Ofqual’s annual report says that the package of support for 2022 exams was “unprecedented” and included a “wide range of adaptions”.

The report cites the optional content or topics in four GCSE subjects; advance information about the focus of the content of the exams for all other GCSE, AS- and A-level subjects; the provision of equation and formulae sheets; and modifications to the requirements for non-exam assessment and practical work in a number of subjects.

The report, published today, says that these changes were designed to “mitigate some of the pressure on teaching time and the pressure that students experience when revising for and sitting exams”.

GCSE exams 2022: Ofqual praises ‘wide range of adaptations’

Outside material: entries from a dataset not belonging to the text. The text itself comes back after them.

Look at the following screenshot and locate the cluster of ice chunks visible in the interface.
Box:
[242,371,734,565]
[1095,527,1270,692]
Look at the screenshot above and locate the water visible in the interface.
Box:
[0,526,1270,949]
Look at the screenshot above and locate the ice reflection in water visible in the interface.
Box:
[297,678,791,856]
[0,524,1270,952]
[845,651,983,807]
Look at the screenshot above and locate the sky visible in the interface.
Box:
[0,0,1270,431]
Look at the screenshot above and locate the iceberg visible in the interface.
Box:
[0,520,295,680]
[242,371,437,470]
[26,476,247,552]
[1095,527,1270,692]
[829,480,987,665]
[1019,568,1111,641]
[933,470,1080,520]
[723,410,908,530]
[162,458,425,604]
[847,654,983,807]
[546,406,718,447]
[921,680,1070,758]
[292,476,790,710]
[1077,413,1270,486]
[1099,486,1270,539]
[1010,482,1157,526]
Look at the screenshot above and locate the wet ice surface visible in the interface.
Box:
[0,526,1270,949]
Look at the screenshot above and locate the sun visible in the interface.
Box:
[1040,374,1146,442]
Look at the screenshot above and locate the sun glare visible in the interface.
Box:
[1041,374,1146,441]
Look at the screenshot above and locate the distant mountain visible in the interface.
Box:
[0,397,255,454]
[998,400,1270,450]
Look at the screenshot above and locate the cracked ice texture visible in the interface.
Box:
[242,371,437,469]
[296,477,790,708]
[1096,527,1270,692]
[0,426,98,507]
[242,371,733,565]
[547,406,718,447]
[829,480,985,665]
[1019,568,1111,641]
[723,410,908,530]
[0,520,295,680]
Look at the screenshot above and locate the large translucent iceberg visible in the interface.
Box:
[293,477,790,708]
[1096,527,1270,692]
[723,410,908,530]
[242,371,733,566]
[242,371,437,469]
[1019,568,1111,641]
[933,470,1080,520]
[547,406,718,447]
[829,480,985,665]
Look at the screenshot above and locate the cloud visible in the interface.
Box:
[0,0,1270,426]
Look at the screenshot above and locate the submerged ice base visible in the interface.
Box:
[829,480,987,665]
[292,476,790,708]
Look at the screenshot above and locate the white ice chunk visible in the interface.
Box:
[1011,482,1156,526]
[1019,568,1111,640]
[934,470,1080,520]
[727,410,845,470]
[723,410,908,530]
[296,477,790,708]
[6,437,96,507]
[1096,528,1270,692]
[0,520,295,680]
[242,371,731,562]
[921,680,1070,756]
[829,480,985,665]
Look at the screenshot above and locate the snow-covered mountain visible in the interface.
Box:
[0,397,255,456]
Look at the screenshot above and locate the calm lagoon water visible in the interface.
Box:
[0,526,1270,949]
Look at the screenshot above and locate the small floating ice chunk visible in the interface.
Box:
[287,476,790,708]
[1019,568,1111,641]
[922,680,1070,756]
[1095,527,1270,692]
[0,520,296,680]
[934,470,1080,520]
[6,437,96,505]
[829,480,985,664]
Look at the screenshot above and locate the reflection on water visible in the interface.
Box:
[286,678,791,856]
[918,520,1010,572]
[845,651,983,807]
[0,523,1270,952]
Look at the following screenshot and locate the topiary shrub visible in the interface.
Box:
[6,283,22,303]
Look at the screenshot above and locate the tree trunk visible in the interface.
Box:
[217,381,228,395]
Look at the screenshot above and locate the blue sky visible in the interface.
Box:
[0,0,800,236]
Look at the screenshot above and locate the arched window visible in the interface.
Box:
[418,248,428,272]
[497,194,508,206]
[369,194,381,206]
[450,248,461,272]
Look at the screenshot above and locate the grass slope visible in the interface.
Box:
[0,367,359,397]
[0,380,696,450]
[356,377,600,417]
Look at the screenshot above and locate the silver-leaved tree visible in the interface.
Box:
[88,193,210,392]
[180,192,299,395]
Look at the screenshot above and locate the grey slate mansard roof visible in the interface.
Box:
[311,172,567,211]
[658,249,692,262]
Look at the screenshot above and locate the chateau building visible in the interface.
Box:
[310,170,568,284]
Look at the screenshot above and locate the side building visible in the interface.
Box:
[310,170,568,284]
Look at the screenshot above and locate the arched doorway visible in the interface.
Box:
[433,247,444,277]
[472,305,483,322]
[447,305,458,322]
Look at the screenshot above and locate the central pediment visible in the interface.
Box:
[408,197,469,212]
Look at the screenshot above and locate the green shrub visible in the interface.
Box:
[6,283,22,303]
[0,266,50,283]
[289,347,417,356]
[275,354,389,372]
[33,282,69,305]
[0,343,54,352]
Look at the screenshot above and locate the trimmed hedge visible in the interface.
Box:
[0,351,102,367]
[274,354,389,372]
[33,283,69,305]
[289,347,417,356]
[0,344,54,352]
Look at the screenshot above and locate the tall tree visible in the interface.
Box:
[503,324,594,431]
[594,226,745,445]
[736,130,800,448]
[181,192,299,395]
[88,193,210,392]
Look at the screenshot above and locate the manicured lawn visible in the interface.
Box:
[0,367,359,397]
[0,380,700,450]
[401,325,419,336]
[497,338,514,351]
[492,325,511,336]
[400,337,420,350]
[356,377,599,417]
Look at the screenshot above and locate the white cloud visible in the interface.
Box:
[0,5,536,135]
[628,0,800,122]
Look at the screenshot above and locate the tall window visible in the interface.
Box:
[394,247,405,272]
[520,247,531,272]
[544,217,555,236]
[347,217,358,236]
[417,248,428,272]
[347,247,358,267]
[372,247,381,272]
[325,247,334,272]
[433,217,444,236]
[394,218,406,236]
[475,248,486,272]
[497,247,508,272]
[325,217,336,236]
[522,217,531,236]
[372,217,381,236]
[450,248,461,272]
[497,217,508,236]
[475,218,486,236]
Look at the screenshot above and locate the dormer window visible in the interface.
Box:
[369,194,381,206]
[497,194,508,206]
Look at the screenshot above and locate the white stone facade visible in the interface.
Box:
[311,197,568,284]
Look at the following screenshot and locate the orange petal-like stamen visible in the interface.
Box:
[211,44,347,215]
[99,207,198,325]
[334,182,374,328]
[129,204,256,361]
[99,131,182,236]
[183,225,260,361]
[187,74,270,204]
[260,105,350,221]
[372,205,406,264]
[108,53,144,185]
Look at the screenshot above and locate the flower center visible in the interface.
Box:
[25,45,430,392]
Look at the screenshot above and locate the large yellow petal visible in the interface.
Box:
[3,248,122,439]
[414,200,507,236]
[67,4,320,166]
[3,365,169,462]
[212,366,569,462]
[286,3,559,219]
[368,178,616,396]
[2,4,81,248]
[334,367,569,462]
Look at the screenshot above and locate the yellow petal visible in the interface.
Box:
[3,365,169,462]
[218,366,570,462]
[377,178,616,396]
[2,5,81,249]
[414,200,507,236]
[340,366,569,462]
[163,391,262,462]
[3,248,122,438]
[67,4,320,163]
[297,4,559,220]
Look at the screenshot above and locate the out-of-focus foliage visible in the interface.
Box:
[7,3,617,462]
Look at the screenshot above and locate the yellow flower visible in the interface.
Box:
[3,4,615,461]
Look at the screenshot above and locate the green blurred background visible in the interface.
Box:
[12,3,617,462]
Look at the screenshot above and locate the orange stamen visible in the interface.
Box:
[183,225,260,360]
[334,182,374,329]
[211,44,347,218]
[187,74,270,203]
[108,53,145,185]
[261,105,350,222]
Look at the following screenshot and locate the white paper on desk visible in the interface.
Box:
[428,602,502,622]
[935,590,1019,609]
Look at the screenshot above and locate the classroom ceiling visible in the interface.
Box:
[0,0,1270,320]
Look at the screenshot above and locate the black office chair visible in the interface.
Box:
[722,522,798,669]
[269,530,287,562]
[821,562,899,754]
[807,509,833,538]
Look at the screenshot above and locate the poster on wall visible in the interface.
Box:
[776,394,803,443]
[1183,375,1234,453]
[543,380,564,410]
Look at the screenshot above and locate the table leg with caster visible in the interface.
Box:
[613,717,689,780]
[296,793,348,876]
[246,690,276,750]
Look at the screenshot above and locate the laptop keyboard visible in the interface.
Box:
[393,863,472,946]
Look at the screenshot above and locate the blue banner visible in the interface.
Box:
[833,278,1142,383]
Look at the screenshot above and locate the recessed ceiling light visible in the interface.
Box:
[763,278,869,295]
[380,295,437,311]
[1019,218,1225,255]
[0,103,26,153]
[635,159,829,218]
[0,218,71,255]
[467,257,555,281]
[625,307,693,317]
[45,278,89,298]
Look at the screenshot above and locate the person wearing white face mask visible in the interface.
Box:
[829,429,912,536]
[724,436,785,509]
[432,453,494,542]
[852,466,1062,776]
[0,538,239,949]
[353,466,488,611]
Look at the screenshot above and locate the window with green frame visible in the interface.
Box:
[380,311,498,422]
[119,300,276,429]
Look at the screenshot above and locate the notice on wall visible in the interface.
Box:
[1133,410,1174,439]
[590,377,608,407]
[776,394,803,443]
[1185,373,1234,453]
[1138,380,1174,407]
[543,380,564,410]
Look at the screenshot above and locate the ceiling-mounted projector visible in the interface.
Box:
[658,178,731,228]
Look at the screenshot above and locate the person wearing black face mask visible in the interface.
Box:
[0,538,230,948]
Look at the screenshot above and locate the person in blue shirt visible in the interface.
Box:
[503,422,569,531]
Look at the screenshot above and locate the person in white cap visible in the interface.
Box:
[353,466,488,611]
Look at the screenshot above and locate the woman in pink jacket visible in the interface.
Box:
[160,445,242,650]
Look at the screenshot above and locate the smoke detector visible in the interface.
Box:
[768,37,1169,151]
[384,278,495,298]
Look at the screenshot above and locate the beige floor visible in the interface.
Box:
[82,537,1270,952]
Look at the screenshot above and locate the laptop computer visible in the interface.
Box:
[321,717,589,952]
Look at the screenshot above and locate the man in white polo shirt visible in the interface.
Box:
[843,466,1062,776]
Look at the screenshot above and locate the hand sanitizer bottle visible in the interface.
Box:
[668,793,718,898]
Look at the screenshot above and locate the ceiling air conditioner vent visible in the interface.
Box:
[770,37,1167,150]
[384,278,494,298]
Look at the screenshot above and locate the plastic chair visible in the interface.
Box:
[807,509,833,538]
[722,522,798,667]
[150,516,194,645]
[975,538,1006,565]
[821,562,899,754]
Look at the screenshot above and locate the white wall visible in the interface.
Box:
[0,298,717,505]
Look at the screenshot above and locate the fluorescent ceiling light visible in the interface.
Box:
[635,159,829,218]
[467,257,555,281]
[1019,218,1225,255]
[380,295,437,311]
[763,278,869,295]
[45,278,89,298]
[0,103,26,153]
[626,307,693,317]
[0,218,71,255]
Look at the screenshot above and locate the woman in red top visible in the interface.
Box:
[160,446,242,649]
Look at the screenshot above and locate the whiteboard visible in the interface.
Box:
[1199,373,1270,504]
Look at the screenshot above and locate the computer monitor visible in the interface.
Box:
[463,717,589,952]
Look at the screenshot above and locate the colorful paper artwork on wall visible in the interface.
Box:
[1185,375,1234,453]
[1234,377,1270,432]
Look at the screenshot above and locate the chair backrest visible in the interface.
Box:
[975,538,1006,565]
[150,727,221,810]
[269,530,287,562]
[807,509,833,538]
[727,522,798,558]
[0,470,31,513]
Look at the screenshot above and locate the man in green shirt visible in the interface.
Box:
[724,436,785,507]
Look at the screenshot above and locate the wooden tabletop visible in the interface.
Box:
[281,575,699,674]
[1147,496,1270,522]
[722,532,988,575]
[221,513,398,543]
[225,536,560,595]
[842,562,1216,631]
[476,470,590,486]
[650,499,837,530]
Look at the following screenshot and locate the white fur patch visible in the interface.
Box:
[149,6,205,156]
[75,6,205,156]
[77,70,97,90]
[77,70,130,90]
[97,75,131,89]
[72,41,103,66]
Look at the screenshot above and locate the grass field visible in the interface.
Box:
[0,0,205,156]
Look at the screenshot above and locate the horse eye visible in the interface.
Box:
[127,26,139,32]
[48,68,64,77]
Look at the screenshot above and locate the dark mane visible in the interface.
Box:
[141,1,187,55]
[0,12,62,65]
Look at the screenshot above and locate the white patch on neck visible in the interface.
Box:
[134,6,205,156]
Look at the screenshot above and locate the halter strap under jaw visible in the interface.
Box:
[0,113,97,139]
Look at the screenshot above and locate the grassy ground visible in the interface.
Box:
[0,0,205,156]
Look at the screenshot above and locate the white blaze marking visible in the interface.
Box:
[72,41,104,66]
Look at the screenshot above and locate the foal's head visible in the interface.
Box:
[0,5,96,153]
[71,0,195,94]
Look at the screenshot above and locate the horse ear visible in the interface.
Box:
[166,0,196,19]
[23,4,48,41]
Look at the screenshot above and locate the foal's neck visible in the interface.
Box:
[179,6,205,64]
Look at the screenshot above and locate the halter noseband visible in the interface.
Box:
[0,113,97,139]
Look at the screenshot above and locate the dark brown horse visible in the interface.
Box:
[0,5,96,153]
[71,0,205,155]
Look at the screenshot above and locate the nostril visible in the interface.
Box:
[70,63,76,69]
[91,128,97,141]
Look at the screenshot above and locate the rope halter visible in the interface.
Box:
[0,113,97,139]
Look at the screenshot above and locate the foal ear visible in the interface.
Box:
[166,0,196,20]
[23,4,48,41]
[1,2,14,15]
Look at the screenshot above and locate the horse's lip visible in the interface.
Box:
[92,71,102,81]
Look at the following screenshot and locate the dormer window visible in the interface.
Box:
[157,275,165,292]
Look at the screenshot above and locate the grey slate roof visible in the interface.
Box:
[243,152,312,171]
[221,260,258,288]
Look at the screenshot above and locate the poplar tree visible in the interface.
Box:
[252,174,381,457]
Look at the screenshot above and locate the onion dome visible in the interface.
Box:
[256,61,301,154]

And it concludes: “We believe that, taken together, this package of measures has supported teachers and students and enabled exams to go ahead in 2022.”

Summer exams have now finished and there has been some criticism over how mitigations for exams were implemented.

In a letter to new education secretary James Cleverly and Ofqual chair Ian Bauckham yesterday, Robert Halfon, chair of the cross-party Commons Education Select Committee, said that multiple exam papers sat by students this summer “ignored” advance information or contained “errors” due to exam board “negligence”. 

The errors would have resulted in students facing “unnecessary distress and anxiety” during this “already stressful period of high-stakes summer exams”, Mr Halfon wrote.

And he suggested that financial penalties should be levied on exam boards that issued papers with errors

Students were given advance notice of exam topics to focus their revision in February. 

Responding to the letter, Ofqual said it had “noted the contents”, that regulator action was “in scope” whenever there were potential breaches of its rules, and that this was something it would “consider” once the “immediate interests of students” were taken into account.